Entre outras inúmeras abordagens importantes, o Dia Mundial da Saúde Mental, celebrado ontem, permite colocar em pauta a saúde mental das mulheres autistas, um grupo muitas vezes negligenciado quando se trata de diagnóstico precoce e intervenções adequadas.
Neste contexto, destaco três fatos importantes sobre as mulheres autistas:
1) Elas normalmente são diagnosticadas mais tardiamente (Lai et al., 2015);2)
2) São mais propensas a comorbidades psiquiátricas (Lai & Baron-Cohen, 2020);
3) Têm maior tendência ao uso de camuflagem social (Hull et al., 2020).
Esses fatos estão intrinsecamente ligados. Já se reconhece que o diagnóstico do TEA feminino é mais desafiador, por diversos motivos, como: particularidades do comportamento e funcionamento cerebral feminino; aspectos biológicos, culturais e sociais, além de critérios diagnósticos baseados predominantemente na população masculina (Lai et al., 2015; Rutherford et al., 2016).
Tudo isso contribui para características aparentemente “mais sutis”, que podem passar despercebidas especialmente frente ao “estereótipo mais conhecido” do TEA masculino – levando, muitas vezes, a diagnósticos mais tardios ou equivocados no público feminino.

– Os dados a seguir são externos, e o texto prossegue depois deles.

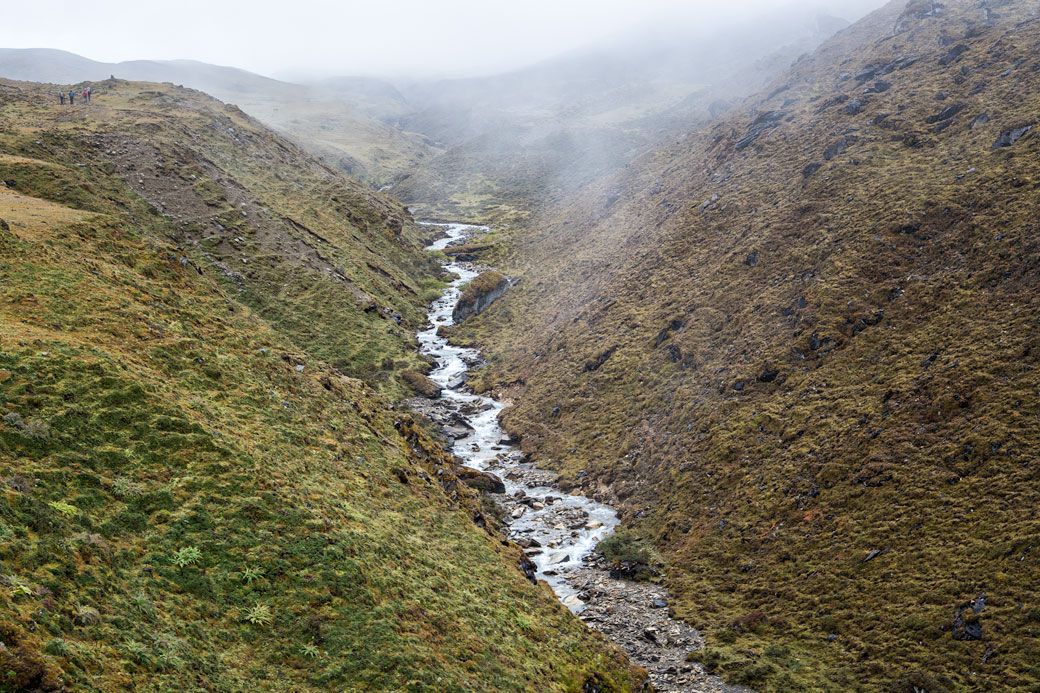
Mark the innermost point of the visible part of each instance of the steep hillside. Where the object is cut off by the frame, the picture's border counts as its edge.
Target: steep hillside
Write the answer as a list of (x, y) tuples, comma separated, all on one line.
[(537, 136), (344, 121), (192, 493), (800, 349)]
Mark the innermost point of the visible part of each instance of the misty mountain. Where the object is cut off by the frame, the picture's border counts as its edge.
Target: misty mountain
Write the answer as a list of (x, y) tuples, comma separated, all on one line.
[(534, 136), (338, 120)]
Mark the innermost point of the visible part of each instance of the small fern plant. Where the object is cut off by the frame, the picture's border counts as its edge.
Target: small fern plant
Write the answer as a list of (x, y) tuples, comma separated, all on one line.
[(186, 556)]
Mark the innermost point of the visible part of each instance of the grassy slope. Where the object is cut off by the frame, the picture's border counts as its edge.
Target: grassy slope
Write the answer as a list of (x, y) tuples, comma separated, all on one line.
[(296, 241), (181, 507), (902, 417)]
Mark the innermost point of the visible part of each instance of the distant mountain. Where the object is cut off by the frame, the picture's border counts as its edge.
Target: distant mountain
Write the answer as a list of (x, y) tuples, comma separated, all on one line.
[(534, 136), (199, 492), (801, 348), (339, 120)]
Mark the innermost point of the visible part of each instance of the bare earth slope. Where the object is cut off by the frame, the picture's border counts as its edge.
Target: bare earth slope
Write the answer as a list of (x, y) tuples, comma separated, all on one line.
[(192, 493), (801, 349)]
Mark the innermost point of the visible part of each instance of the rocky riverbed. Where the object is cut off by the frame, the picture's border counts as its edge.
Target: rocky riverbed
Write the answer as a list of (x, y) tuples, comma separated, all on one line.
[(559, 531)]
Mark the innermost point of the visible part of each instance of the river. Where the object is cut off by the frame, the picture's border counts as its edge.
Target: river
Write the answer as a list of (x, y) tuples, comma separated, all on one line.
[(561, 547)]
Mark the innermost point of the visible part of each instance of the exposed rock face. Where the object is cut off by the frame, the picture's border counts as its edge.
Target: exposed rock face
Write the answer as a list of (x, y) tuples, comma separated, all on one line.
[(481, 293), (481, 480)]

E o fato de meninas/mulheres receberem o diagnóstico de TEA mais tardiamente em muito se relaciona a questões de saúde mental. Não são raros os casos de meninas adolescentes ou adultas que se apresentam com quadros de ansiedade, depressão e/ou estresse, por exemplo, e, quando se submetem a uma avaliação especializada, recebem o diagnóstico de TEA já com comorbidades. Isso porque possivelmente enfrentaram desafios significativos ao longo da vida sem terem o correto ‘entendimento’ sobre eles e o suporte necessário.
Cérebro mais sociável
Soma-se a isso o fato de o cérebro feminino ser mais sociável, com maior capacidade para empatia e habilidades comunicativas, o que favorece a camuflagem social entre adolescentes/mulheres autistas. A camuflagem social ou masking contempla tanto o uso de técnicas conscientes como inconscientes para “mascarar”, assimilar ou compensar comportamentos do espectro autista. Para isso, exige um esforço cognitivo considerável. Dessa forma, ao mesmo tempo em que se configura como uma ferramenta adaptativa, tende a levar a experiências extremamente negativas de ansiedade, estresse, depressão, baixa autoestima, exaustão emocional, pensamentos suicidas.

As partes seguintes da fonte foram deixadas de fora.